= Song Yuquan =

Chinese materials scientist

Song Yuquan (宋玉泉; 12 June 1933 – 27 July 2018) was a Chinese materials scientist with a specialization in superplasticity of metals. He was a professor at Jilin University of Technology (later merged into Jilin University), and an academician of the Chinese Academy of Sciences.

== Biography ==
Song was born on 12 June 1933 in Zhangbei County, Hebei, Republic of China. He was admitted to the Department of Physics of Peiyang University in August 1951, and transferred to Nankai University the following year during the great national reorganization of universities initiated by the Communist government.

After graduating from the Nankai University in June 1955 with a degree in physics, he was assigned to teach at Jilin University of Technology (later merged into Jilin University). He was promoted associate professor in 1980 and professor in 1985. He also served as Director of the Institute of Superplasticity and Plasticity of Jilin University. He advised a total of 81 doctoral and master's students.

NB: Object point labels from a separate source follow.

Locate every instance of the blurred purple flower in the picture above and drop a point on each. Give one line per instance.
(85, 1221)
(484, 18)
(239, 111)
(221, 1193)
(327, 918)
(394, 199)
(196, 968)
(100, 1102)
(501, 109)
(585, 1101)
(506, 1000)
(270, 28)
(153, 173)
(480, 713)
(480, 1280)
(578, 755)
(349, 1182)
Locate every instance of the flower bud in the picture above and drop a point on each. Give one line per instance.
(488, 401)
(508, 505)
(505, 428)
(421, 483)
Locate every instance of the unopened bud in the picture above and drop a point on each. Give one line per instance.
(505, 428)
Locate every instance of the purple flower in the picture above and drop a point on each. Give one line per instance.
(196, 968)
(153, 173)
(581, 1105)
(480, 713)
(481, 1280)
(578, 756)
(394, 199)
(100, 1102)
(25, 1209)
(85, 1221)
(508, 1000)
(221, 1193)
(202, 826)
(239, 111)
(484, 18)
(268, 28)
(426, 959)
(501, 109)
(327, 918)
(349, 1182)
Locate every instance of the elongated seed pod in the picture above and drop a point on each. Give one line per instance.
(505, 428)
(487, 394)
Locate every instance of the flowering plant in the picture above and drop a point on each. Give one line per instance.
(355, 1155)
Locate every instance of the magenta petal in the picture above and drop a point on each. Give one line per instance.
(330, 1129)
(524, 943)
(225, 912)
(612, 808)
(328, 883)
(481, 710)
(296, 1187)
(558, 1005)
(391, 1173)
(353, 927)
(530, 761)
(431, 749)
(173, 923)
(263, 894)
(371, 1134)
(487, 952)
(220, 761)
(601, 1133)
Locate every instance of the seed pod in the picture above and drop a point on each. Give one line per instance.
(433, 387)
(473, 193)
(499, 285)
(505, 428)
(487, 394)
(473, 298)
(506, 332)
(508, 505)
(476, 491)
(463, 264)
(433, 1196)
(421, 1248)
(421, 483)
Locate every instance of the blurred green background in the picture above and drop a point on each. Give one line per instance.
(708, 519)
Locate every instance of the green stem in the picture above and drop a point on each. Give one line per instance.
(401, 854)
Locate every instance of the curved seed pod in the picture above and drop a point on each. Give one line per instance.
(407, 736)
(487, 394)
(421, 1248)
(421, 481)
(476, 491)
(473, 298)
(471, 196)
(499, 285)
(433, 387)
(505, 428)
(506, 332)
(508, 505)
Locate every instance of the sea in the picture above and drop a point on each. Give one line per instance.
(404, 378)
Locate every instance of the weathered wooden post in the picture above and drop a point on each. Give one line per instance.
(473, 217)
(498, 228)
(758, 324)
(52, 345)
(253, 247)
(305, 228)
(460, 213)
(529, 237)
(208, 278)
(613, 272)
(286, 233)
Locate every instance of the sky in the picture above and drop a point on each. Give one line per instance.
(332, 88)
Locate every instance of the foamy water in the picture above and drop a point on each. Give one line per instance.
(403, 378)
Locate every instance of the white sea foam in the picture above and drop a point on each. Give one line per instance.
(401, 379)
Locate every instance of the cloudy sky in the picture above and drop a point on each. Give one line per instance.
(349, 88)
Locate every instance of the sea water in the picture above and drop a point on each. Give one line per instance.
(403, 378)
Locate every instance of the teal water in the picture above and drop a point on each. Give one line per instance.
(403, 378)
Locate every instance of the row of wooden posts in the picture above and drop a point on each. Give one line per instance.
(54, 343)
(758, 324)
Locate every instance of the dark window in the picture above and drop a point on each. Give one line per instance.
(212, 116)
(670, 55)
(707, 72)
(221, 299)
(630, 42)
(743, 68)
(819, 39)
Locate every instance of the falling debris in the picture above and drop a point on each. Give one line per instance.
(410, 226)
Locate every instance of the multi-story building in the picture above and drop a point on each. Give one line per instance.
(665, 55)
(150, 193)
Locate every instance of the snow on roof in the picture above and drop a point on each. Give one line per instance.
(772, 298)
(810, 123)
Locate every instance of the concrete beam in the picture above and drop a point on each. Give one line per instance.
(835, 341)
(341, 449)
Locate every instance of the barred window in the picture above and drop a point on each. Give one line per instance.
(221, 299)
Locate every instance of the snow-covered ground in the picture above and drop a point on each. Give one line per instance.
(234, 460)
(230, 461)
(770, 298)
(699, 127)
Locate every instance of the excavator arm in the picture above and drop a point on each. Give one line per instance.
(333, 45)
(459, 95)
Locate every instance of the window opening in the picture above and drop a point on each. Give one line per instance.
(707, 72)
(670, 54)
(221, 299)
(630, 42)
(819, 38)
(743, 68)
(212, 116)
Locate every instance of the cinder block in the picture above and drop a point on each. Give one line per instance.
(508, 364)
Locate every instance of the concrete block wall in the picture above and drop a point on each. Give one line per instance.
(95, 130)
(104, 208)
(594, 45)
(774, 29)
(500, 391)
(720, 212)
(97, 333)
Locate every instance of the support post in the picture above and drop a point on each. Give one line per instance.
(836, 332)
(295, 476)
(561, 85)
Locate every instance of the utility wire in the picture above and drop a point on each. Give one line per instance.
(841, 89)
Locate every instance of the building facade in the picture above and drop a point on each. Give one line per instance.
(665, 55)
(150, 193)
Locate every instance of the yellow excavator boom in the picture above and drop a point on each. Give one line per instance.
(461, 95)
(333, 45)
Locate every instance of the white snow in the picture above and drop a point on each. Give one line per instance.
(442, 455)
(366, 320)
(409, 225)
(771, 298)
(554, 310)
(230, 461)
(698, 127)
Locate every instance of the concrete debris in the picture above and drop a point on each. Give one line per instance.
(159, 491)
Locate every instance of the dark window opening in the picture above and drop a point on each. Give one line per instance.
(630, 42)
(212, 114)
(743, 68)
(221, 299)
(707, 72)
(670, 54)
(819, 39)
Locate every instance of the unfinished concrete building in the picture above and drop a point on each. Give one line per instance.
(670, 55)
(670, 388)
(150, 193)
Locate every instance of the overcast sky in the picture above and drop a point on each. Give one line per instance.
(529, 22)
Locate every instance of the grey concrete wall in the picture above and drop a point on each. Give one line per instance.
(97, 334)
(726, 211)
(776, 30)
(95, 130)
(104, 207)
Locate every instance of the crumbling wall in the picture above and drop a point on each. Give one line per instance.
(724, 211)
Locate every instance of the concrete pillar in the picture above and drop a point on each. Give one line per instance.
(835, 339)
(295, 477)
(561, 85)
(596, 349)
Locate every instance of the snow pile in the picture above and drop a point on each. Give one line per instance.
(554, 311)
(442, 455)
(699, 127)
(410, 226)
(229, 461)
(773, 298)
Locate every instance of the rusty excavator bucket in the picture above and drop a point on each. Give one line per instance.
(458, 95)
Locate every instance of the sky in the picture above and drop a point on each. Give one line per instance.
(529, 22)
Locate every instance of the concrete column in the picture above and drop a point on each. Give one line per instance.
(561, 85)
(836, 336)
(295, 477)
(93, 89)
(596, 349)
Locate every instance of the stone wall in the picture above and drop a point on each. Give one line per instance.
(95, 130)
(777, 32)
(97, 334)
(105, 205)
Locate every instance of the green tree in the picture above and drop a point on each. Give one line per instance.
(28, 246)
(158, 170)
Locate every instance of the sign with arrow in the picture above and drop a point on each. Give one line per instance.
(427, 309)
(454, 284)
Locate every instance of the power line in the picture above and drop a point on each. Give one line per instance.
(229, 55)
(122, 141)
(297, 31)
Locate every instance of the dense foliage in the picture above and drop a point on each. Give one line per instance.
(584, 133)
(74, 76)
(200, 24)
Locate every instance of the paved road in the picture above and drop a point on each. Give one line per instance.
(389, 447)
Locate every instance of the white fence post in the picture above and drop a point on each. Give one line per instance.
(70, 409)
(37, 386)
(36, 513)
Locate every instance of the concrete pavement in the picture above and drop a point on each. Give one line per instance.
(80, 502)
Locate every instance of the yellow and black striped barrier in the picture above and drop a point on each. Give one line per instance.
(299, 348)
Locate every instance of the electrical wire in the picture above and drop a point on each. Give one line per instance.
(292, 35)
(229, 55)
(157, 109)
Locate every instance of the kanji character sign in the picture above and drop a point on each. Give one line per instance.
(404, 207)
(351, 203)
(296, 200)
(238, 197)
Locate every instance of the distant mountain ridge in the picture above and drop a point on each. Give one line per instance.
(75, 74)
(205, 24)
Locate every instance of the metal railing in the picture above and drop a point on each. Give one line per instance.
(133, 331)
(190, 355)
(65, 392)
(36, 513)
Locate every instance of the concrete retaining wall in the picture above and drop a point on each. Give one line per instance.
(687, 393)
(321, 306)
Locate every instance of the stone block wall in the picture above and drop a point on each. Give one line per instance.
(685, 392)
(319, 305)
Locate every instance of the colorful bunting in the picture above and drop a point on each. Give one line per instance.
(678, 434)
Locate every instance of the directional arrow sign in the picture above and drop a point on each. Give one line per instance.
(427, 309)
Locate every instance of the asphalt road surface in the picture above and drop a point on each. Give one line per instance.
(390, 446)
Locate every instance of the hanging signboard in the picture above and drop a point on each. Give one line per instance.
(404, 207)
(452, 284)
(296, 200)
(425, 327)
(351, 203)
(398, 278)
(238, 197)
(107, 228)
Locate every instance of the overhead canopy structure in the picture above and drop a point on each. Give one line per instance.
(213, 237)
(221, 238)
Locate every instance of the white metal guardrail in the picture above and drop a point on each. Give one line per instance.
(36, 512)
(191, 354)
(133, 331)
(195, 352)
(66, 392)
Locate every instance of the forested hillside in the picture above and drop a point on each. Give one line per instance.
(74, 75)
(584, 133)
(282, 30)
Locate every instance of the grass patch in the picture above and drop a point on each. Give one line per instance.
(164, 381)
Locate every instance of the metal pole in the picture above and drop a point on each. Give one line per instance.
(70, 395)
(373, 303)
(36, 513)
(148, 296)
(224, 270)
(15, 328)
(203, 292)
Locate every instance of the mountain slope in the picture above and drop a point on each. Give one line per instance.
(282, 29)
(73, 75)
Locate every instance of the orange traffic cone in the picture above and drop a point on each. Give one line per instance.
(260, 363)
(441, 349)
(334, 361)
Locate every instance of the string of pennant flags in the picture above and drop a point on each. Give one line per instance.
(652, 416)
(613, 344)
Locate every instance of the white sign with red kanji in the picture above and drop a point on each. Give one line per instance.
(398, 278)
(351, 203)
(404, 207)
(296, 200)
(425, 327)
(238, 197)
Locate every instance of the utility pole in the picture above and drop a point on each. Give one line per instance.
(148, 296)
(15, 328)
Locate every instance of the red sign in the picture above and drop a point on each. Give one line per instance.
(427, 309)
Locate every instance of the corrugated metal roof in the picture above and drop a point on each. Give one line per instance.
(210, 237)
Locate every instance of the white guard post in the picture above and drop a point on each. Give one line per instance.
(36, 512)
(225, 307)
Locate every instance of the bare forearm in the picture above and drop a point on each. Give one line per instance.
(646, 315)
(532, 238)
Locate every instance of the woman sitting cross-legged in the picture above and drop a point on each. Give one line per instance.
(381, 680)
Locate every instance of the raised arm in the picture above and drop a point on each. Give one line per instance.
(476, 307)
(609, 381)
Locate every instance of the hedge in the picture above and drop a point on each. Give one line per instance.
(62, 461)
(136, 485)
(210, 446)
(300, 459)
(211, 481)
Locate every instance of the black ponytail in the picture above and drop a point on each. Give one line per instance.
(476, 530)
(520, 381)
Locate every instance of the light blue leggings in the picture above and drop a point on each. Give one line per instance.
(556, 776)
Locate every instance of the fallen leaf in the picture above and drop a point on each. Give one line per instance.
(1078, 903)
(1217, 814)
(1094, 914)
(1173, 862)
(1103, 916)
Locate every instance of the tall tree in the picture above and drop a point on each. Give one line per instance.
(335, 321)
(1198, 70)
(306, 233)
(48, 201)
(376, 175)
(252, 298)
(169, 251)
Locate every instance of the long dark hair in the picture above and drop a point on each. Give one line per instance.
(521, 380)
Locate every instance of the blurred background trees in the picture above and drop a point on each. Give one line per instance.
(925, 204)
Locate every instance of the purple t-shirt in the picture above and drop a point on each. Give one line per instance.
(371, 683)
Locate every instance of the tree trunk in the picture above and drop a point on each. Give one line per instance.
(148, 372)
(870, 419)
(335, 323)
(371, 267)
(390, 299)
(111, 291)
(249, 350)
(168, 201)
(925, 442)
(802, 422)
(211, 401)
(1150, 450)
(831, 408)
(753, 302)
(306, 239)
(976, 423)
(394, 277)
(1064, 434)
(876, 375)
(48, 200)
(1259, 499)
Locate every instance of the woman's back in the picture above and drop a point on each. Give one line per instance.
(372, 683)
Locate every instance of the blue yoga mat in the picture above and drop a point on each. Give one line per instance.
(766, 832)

Song was an expert in superplasticity of metals. He made important findings in tensile deformation of metals which won multiple national and ministerial prizes. He published 128 scientific papers and was granted more than two dozen patents in China, the United States, and other countries. His findings have been used in the construction of China's high-speed rail system. He was elected an academician of the Chinese Academy of Sciences in 1997.

Song died on 27 July 2018 in Changchun, at the age of 85.